さて、その地引き網、委員も胴長や長靴、軍手をお借りして、一緒に網を引きました。

入っていたのはご覧のように、ほとんどブラックバス。後で測ったら、在来魚500g、外来魚5kg、うち1尾だけがブルーギルで、残りは全部バス。

取材に来ていたNHKさんが「ご覧になっていかがですか?」「バスが多いですね。」「このような琵琶湖の現状について、どう思われますか?」「まあこの網の中はバスが多いですけど、この目合いなら小さい在来魚は逃げてますし、これだけでは何とも。。」「でもバスばかりですよね?」「でも琵琶湖全体ではバスの3倍くらいギルがいるはずなのに、ここでは1尾ですよね。ここでこういう採り方をすればこうなった、としか現時点では何も言えません。」
いや、何を言ってほしいのかはよく分かってたんですよ。NHKさん、ごめんなさいね。でもある場所である方法での1回限りのサンプリングで「琵琶湖」について何か言うなんて、科学者としてはできません。状況が分かっている場所で、自分が仮説を立てて、それを証明するために行った実験ならともかく。

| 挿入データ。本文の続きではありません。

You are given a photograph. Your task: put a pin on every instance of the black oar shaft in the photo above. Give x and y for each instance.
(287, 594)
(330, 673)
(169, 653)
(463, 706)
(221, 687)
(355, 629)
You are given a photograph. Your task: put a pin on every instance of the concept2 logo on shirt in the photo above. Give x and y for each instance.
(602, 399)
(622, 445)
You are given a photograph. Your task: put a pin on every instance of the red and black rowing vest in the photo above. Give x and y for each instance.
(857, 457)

因みに、それまではいつも大津の方にはそうしているように安心して由緒正しい日本語(=大阪弁)で話していたのですけど、NHKと見てすぐに標準語モードに切り替わりました。所属も東大だから、よそ者が初めて琵琶湖を見たのだと思われたかもしれません。実は私は、夏になると大阪から家族で琵琶湖に「海水浴」に来て泳いだり、瀬田川でモロコを採ったりしていた、今から思うとすごく贅沢な経験ができた世代なのでした。